Dates have been a staple food in the Middle East for thousands of years, cultivated in Mesopotamia and Egypt as early at 4000 BCE. While there are some 600 varieties of dates throughout the world, only a few are grown in the Greater Palm Springs area.
The largest crop is the Deglet Noor, which means “date of light,” in Arabic. This amber-colored date is elongated, has a thin skin and light caramel flavor. Most of those you buy for out-of-hand eating have been hydrated and machine pitted.
The most popular date is the Medjool, a large, soft, creamy date that is truly like eating a piece of caramel candy. But there are variations even within the Medjools:
Sugar Medjools are a little further along in the rutab stage (last ripening stage) where the sugar starts to come to the surface. These are particularly sweet and soft. The Royal Medjools are the largest of the variety, and soft Medjools are a little smaller, mellow in flavor.
Shields also carries the Barhi date which is a great delicacy when harvested in the khalal or pre-ripe stage. A bright yellow color, they have an apple crisp texture and are only available during a couple of weeks in August. Sometimes, you can even buy them on the branch. As the round-shaped Barhi ripen, they grow dark brown and soften into a delicate sweetness.
Shields also grows proprietary varieties which they call the blonde and the brunette date. One has a blonde honey color and light caramel flavor; the other is dark brown and more densely flavored.
While both are good out-of-hand eating dates, blondes and brunettes are also used for date crystals or sugar from which Shields make their date shakes. One and a half to five-pound packages and tubs of date sugar are available to buy; often that “secret” ingredient to otherwise ordinary recipes.
Other date varieties grown at Shields are the Khadrawi and Halawi, both smooth textured dates; the Abbata, a black date rich in flavor; the honey date, round with a light color, texture and honey flavor; and the Thoory or bread date, which is very dry and used primarily in baking.
The savvy palm tree observer can distinguish the desert’s native Washingtonian palms with their fan-shaped fronds from the date palm’s elongated “finger-like” fronds. Its scientific name is Phoenix dactylifera; dactyl means “finger.”
Nostalgia saved Shields Date Garden from being another casualty of urban sprawl.
About eight years ago, the retail store, packing house, acres of still-producing date trees and Mrs. Shields’ rose garden were languishing in shabby shape when then-owners decided to put the place up for sale.
Plans were to raze the 80-plus- year- old building – the former 1930’s era General Patton hospital that was moved here from Los Angeles – to chop down the date trees, and sell off the prime location property to developers for more high-density housing or another strip mall.
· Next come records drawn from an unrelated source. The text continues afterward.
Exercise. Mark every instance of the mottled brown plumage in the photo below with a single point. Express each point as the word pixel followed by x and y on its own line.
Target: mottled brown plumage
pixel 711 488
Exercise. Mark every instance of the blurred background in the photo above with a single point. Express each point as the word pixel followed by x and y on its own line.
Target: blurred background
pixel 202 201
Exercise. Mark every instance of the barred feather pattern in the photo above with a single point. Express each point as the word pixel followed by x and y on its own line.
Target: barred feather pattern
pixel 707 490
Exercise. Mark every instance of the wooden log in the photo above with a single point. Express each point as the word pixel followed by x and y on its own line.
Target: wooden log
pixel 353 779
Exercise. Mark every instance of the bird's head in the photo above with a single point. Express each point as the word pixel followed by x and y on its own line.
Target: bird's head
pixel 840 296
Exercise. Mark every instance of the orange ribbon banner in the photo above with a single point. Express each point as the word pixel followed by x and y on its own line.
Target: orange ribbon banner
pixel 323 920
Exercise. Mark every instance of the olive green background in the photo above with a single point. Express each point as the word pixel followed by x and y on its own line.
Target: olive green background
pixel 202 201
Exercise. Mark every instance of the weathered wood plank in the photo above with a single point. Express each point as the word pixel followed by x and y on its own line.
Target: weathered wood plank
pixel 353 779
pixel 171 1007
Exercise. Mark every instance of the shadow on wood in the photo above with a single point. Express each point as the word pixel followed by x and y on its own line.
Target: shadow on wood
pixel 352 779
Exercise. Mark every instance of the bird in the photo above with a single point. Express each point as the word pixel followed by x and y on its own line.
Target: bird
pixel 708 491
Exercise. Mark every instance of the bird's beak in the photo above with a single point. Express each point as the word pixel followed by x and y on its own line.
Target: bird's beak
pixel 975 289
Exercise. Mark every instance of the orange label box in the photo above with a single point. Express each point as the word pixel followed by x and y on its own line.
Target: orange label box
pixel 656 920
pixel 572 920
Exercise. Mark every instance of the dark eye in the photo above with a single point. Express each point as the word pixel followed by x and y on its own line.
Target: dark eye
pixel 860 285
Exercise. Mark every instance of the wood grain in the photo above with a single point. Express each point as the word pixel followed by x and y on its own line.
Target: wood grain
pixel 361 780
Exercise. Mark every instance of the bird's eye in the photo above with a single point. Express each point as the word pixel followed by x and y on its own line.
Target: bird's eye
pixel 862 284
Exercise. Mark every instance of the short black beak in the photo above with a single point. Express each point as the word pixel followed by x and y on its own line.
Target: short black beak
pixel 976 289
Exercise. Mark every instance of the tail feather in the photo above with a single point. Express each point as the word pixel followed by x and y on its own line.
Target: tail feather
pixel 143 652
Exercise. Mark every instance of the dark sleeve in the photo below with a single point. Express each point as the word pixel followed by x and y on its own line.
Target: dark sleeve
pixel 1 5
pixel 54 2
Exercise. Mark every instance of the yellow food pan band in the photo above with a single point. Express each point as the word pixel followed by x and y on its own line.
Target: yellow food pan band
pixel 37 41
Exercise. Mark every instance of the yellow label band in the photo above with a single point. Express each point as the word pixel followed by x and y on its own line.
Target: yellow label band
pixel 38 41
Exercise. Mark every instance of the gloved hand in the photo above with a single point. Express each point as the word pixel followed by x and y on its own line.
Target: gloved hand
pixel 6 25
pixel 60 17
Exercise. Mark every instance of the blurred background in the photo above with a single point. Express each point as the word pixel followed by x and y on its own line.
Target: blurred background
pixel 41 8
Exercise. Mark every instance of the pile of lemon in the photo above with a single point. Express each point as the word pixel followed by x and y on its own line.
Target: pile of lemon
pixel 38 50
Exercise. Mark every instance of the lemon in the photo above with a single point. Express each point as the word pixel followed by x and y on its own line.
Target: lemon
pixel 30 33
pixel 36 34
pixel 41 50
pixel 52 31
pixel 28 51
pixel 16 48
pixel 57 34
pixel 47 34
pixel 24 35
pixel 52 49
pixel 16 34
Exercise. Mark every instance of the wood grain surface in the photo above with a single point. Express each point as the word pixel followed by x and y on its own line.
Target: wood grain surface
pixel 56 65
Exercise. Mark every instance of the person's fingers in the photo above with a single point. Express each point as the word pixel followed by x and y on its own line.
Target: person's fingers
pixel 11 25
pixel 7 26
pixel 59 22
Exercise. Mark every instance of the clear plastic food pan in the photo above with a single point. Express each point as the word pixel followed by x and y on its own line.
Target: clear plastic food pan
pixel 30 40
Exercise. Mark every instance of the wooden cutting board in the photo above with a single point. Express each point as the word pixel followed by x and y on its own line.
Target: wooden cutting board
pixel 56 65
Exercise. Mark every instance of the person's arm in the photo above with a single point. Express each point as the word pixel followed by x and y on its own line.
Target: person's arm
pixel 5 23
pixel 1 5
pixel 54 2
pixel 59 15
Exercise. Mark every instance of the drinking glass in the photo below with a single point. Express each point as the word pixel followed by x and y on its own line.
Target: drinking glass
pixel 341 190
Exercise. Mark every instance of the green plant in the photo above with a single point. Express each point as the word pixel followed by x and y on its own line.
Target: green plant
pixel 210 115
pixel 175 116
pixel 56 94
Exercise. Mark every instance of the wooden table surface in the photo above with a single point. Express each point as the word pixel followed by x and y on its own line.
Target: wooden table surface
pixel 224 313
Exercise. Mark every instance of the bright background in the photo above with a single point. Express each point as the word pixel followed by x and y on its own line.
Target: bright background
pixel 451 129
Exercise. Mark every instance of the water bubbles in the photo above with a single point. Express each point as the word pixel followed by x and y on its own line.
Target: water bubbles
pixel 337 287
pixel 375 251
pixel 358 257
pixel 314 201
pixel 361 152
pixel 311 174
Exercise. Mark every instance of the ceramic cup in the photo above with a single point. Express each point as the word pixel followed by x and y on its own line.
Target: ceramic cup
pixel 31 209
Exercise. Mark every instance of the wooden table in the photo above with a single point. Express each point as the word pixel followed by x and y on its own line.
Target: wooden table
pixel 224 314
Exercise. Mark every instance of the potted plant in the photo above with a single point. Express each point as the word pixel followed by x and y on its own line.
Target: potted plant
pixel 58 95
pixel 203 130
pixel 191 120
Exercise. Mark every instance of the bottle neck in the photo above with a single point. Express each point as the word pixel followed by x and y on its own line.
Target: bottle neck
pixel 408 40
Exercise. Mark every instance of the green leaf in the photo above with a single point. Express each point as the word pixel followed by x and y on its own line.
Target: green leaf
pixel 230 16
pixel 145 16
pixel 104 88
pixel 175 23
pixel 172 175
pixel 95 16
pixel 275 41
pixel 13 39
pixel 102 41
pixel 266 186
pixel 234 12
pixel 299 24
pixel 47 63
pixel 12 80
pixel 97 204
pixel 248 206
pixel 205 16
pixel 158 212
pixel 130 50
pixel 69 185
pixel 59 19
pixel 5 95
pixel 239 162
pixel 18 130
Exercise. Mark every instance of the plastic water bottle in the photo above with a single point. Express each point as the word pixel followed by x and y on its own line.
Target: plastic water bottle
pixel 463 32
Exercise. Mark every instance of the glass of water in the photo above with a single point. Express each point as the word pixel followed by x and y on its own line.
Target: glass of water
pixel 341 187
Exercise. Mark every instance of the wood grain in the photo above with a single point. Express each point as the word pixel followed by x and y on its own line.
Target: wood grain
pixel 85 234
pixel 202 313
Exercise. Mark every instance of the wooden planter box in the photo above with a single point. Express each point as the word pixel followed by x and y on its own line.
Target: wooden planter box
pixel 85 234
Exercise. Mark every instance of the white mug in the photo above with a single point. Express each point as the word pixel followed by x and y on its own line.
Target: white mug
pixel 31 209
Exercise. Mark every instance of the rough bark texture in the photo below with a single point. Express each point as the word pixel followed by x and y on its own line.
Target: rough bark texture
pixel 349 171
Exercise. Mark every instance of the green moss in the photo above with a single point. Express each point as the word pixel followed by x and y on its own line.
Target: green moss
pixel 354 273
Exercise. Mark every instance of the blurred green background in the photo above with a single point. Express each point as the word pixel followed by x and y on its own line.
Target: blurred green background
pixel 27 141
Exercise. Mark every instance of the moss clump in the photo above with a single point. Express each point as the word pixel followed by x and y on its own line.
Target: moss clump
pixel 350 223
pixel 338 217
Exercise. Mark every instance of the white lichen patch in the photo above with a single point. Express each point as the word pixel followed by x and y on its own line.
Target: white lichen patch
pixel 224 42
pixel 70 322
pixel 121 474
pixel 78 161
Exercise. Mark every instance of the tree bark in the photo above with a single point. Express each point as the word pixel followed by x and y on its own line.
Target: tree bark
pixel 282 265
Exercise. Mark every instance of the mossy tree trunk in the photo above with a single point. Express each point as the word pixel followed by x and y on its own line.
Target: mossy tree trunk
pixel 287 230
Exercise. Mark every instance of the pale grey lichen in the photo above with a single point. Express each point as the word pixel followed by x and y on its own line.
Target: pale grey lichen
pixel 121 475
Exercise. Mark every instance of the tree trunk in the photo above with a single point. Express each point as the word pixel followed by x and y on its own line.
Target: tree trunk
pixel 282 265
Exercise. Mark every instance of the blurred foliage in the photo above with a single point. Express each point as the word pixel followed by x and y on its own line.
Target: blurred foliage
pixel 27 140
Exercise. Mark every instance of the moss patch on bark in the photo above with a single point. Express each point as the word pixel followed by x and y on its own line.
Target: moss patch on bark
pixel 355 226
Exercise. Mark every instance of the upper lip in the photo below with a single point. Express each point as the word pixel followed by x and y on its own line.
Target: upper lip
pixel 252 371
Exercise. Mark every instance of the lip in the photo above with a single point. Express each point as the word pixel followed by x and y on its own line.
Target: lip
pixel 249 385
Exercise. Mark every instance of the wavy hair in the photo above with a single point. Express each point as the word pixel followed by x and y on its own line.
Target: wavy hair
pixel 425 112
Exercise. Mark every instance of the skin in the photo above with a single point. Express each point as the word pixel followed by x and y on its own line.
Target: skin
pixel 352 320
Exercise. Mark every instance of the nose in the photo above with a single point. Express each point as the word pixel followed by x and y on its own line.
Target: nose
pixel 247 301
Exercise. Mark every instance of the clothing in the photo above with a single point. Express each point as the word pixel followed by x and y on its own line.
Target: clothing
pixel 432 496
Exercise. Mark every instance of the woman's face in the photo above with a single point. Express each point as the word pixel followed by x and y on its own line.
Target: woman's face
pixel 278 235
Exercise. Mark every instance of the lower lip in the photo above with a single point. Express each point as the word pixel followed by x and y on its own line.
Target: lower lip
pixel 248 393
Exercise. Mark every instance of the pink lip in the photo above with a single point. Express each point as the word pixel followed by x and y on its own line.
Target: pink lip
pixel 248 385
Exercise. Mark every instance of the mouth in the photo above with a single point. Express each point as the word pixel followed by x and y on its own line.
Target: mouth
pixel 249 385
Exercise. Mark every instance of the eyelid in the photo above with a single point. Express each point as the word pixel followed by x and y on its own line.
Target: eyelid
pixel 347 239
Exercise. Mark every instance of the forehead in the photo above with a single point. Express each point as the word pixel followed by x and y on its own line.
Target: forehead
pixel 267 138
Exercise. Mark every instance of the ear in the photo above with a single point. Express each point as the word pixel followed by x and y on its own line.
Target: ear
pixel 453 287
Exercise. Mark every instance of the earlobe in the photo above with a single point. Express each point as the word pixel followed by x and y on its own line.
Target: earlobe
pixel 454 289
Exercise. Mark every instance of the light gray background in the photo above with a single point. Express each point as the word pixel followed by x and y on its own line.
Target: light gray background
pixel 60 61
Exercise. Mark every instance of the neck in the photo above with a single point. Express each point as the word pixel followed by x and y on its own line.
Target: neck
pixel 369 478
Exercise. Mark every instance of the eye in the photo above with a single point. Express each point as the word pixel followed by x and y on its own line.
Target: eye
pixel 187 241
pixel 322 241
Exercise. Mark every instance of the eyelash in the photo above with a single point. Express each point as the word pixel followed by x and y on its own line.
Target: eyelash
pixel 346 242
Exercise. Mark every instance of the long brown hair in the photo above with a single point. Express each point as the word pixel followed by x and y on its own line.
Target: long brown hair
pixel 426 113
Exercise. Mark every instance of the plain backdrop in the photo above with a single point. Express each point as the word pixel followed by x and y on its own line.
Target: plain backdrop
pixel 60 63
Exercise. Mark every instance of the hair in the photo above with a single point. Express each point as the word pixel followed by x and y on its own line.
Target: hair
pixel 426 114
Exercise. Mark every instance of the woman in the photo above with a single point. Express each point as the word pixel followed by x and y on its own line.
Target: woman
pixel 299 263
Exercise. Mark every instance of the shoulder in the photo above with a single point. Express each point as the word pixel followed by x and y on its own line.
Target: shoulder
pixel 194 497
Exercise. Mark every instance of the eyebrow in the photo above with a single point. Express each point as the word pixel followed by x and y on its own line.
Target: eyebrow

Longtime residents and visitors made a public outcry in the media.
Shields was the last of the original date shops and working gardens along this stretch of Highway 111. The giant Shield’s knight was an east valley landmark. Lots of folks remember their first titillating introduction to the Romance and Sex Life of the Date screened in the date shop’s quirky little theater; and, of course, memories of their first date shake.
To the rescue came Jewel Dates, owned by the Young’s, a longtime date farming family, who not only sought to save but to rebuild the site. Recognizing Shields Date Garden‘s potential as a nostalgic destination, they brought up to code and restored the retail shop, remodeled part of the packing house as a café, and where Mrs. Shields rose garden had been, created a large dining patio and retail garden shop with new rose bushes all around. The restoration continued later with walking paths among the date trees and sculptures depicting the life of Jesus along the way.
Yes, the little movie with the sexy name still plays, updated, digitalized and with current information about the Greater Palm Springs’ date industry.